Horus, le fils de Tnahsît, fabriqua un brancard en cire à quatre porteurs, il récita un grimoire sur eux, il souffla sur eux violemment, il leur donna de vivre, il leur commanda, disant : « Vous monterez en Égypte, vous apporterez le Pharaon d’Égypte à l’endroit où est le roi ; on lui administrera une volée de courbache, cinq cents coups, en public, par devant le roi, puis vous le remporterez en Égypte, le tout dans six heures de temps, pas plus ». Ils dirent : « Certes, nous n’omettrons rien ». Les sorcelleries de l’Éthiopien filèrent donc vers l’Égypte, elles se firent maîtresses de la nuit, elles se firent maîtresses de Pharaon Manakhphrê Siamânou, elles l’apportèrent à la terre des Nègres au lieu où le roi était, elles lui administrèrent une volée de courbache, cinq cents coups, en public, par devant le roi, puis elles le remportèrent en Égypte, le tout dans six heures de temps, sans plus ».

Ces récits donc Sénosiris les fit, les contant au milieu de la cour, devant Pharaon et devant ses nobles, et le peuple d’Égypte écoutant sa voix tandis qu’il disait : « L’hostilité d’Amon, ton dieu, tombe sur toi ! Les paroles que je fais défiler devant toi sont-elles bien celles qui sont écrites sur la lettre qui est dans ta main ? » La peste d’Éthiopien dit : « Continue de lire, car toutes tes paroles sont des paroles vraies, quantes elles sont ».

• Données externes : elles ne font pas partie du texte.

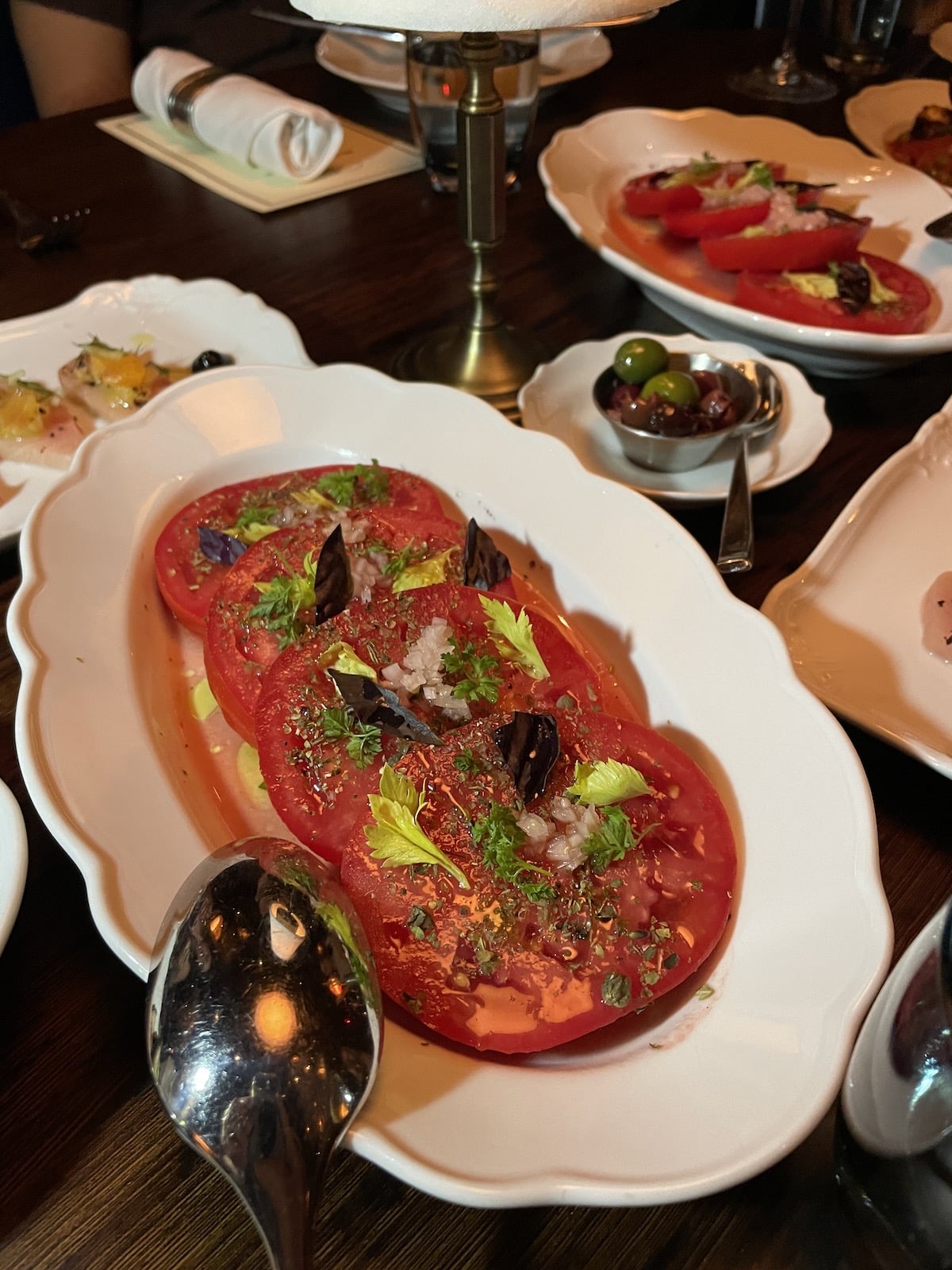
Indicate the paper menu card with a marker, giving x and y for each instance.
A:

Sénosiris dit devant Pharaon : « Après donc que ces choses furent arrivées, on rapporta Pharaon Siamânou en Égypte, les reins moulus de coups excessivement, et il se coucha dans la chapelle de la ville de l’Horus, les reins moulus de coups excessivement. Arrivé le lendemain, au matin, Pharaon dit à ses courtisans : « Qu’est-il donc arrivé à l’Égypte que j’aie dû la quitter ? » Honteux de leurs pensées, les courtisans se dirent : « Peut-être la pensée de Pharaon s’est-elle éclipsée ! » Puis ils dirent-: « Tu es sain, tu es sain, Pharaon, notre grand maître, et Isis, la grande déesse, calmera tes afflictions ! Mais quelle est la signification des paroles que tu as dites devant nous, Pharaon, notre grand seigneur ? Puisque tu dors dans la chapelle de la ville de l’Horus, les dieux te protègent ». Pharaon se leva, il montra aux courtisans son dos moulu de coups excessivement, disant « Par la vie de Phtah, le dieu grand, on m’a porté au pays des Nègres pendant la nuit ; on m’a administré une volée de courbache, cinq cents coups, en public, devant le roi, puis on m’a rapporté en Égypte, le tout dans six heures de temps sans plus ». L’heure qu’ils virent les reins de Pharaon moulus de coups excessivement, ils ouvrirent la bouche pour de grands cris. Or Manakhhrô Siamânou avait un chef du secret des livres, de son nom Horus, le fils de Panishi, qui était savant extrêmement. Quand il vint à la place où le roi était, il poussa un grand cri, disant : « Monseigneur, ce sont là les sorcelleries des Éthiopiens. Par la vie de ta maison, je les ferai venir à ta maison de torture et d’exécution ». Pharaon lui dit « Fais vite, que je ne sois emmené au pays des Nègres une autre nuit ».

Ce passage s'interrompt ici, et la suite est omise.